Die Rede wirkt wie ein Kleid, das einfach zu eng geschnitten ist. Der Zuhörer, der es merkt, muß immer wieder lächeln und nicht nur wenn Rau, um die Stimmung zu lockern, daran erinnert, daß die Globalisierung der Grund dafür ist, daß es das ganze Jahr über Erdbeeren gibt.

"Die Globalisierung gestalten kann nur, wer klare Wertvorstellungen jenseits des Wirtschaftlichen hat", meint Johannes Rau. Er hat Recht. Der Inhalt seiner Rede zeigt allerdings, daß er zwar solche Werte hat, ihm aber noch klare Vorstellungen fehlen, wie sie umgesetzt werden können. Richtig gestalten kann er damit die Globalisierung nicht. Zu dem Jenseits des Wirtschaftlichen gehört nämlich - neben der Politik - eine auch gegenüber der Politik selbständige Zivilgesellschaft.
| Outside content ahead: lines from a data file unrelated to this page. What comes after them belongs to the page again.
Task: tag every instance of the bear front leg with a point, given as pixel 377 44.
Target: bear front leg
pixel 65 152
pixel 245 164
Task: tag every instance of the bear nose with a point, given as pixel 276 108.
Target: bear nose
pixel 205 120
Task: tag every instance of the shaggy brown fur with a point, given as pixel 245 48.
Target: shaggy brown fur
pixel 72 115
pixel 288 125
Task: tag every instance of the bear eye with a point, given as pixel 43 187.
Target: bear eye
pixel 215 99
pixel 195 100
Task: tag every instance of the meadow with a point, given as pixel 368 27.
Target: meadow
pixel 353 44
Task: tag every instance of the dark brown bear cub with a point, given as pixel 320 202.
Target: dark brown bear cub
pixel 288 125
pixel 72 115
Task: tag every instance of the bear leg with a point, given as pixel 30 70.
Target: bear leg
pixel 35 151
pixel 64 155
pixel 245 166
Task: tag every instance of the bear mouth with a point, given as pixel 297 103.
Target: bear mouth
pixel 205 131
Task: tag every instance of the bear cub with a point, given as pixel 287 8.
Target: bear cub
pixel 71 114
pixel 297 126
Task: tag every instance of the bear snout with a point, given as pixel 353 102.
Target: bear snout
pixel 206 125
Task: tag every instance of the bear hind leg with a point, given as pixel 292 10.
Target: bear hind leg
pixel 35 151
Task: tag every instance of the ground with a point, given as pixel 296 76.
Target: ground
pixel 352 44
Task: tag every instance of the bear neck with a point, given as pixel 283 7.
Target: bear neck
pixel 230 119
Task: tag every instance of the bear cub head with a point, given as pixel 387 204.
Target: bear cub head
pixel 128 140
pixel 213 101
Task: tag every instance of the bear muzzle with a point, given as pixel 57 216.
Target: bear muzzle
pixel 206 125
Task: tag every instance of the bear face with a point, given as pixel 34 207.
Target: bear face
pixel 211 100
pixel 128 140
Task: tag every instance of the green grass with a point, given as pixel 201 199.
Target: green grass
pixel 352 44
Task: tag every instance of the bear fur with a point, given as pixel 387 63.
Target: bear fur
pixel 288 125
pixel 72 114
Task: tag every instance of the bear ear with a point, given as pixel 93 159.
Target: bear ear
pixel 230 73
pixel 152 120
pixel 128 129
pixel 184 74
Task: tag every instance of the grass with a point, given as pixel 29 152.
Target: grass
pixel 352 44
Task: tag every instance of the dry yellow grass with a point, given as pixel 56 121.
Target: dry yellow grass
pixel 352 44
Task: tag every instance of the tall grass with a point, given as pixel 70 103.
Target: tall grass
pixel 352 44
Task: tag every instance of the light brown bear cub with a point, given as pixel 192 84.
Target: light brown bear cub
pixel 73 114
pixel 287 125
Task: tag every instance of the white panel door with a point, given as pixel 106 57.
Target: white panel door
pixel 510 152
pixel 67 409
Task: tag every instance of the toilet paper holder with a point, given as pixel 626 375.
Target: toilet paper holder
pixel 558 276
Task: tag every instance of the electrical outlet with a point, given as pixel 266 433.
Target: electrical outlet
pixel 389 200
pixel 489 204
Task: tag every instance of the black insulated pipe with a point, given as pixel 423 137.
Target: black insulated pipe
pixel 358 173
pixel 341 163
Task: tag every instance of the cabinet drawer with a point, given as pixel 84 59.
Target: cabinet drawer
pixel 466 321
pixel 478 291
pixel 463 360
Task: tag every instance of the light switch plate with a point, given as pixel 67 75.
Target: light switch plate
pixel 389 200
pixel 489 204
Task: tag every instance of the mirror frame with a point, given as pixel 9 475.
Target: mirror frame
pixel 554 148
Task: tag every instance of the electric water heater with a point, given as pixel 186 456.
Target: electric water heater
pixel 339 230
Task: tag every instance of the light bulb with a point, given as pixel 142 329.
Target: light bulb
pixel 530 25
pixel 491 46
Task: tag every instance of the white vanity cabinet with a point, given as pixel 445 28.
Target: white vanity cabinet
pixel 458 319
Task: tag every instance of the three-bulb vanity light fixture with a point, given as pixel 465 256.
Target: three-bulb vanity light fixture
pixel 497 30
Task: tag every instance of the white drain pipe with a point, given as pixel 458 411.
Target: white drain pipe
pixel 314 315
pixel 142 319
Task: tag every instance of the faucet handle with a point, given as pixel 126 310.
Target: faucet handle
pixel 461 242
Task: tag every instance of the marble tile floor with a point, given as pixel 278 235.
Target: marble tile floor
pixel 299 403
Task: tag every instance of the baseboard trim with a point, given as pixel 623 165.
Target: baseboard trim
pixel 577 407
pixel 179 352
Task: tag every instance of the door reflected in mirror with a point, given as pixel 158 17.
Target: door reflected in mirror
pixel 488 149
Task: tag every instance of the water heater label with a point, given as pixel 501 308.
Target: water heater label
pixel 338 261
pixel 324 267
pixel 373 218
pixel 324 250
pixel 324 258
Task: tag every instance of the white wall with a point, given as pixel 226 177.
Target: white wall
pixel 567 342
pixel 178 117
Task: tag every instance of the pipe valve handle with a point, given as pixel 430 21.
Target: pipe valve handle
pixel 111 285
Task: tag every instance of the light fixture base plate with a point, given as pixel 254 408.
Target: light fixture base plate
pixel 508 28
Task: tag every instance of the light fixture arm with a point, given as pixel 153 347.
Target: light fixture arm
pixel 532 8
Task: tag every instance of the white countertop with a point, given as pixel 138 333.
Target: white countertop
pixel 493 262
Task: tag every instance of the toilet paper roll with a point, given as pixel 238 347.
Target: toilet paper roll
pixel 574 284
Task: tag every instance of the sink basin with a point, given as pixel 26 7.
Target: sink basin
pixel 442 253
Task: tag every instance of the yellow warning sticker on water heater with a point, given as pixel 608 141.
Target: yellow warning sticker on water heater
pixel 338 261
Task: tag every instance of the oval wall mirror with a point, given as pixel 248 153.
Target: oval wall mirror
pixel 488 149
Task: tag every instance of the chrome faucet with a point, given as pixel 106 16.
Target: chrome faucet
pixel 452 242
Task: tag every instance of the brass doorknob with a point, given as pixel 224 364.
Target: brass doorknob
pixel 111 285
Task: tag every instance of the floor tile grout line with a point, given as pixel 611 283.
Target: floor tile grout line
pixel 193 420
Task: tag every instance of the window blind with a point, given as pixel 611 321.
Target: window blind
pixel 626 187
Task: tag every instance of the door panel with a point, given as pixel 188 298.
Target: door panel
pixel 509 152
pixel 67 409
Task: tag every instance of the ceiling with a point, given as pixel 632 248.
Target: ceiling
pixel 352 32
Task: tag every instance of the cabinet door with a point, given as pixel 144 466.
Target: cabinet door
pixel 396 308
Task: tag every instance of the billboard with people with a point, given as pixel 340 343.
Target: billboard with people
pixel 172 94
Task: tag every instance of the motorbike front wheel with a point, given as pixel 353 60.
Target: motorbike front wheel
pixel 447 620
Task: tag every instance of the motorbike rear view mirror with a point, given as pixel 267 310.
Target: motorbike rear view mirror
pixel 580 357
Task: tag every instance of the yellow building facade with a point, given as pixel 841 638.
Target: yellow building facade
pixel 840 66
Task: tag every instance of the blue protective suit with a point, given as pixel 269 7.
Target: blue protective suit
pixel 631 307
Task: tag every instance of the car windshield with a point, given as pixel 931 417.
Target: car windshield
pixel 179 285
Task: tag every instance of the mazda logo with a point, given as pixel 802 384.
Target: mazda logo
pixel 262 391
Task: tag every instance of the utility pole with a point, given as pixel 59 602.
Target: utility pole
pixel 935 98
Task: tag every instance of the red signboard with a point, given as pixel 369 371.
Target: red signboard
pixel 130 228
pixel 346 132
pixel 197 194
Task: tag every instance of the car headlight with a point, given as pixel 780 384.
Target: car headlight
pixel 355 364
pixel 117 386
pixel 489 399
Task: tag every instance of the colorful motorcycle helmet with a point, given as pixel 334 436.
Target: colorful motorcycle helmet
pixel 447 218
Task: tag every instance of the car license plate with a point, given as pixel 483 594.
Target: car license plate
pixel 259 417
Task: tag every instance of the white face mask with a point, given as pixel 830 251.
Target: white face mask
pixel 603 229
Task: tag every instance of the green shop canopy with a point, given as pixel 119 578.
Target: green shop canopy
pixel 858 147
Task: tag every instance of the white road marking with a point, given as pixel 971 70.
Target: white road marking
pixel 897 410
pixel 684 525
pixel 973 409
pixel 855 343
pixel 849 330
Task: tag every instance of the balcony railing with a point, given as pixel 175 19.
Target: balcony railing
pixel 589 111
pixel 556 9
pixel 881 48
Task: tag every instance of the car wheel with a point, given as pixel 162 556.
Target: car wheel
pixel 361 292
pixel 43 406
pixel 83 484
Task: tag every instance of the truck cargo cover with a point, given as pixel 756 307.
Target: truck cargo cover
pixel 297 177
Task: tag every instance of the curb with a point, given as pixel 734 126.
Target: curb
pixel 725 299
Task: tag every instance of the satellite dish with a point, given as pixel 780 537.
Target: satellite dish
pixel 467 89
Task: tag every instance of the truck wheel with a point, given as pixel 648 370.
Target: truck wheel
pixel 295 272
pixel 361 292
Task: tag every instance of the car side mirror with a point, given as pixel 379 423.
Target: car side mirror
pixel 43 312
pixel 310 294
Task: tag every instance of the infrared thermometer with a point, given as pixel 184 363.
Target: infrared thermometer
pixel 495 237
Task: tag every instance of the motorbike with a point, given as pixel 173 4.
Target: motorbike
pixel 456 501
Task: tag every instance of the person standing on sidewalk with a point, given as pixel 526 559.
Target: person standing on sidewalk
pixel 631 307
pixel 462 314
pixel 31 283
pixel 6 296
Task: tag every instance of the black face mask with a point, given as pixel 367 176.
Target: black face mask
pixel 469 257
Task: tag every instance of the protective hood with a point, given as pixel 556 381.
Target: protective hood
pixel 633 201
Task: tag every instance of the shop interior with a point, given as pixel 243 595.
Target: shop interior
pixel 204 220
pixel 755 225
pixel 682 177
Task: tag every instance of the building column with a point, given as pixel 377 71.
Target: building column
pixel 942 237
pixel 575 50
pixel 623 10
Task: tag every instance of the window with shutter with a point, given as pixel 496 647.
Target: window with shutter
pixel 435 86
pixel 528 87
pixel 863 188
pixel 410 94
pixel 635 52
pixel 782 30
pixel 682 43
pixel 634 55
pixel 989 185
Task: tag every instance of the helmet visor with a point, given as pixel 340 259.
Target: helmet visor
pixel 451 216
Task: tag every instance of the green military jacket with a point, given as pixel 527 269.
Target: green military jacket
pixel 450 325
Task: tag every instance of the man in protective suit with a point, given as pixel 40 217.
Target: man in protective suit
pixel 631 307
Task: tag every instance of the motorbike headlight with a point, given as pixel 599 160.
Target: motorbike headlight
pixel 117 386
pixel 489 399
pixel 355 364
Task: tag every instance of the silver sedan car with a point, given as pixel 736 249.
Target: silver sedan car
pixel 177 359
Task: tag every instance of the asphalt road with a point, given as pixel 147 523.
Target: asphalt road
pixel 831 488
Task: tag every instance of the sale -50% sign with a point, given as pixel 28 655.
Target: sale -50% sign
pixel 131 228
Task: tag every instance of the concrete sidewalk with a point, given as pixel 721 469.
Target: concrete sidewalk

Attac, die Hauptorganisation der Globalisierungskritiker, hat es deutlich gemacht, als sie es ablehnte, ihren Hauptsitz nach Berlin zu verlagern.

Johannes Rau setzt Wirtschaft mit Freiheit und der Staat mit Gerechtigkeit gleich. Sein Ziel ist eine Balance der beiden. Soweit die Theorie. In seiner Praxis ist er aber schon ein Stück weiter, wenn er fordert: "Jeder von uns kann etwas tun. Jeder kann zu einem fairen Welthandel beitragen. Das scheint naiv, aber es gibt gute Beispiele dafür. Viele Verbraucherinnen und Verbraucher kaufen fair gehandelten Kaffee, Orangensaft und Kakao. Waren mit Transfair-Siegeln hatten im vergangenen Jahr in Deutschland einen Umsatz von dreiundfünfzig Millionen Euro. Beim Kaffee liegt ihr Marktanteil nur bei einem Prozent, bei Tee nur bei 2,5 Prozent. Da ist wahrlich noch viel Spielraum nach oben." Damit zeigt Johannes Rau, daß es neben Freiheit und Gerechtigkeit auch noch das Prinzip der Solidarität gibt. Und diese Art der Solidarität ist die einzige gesunde Basis für eine Weltwirtschaft.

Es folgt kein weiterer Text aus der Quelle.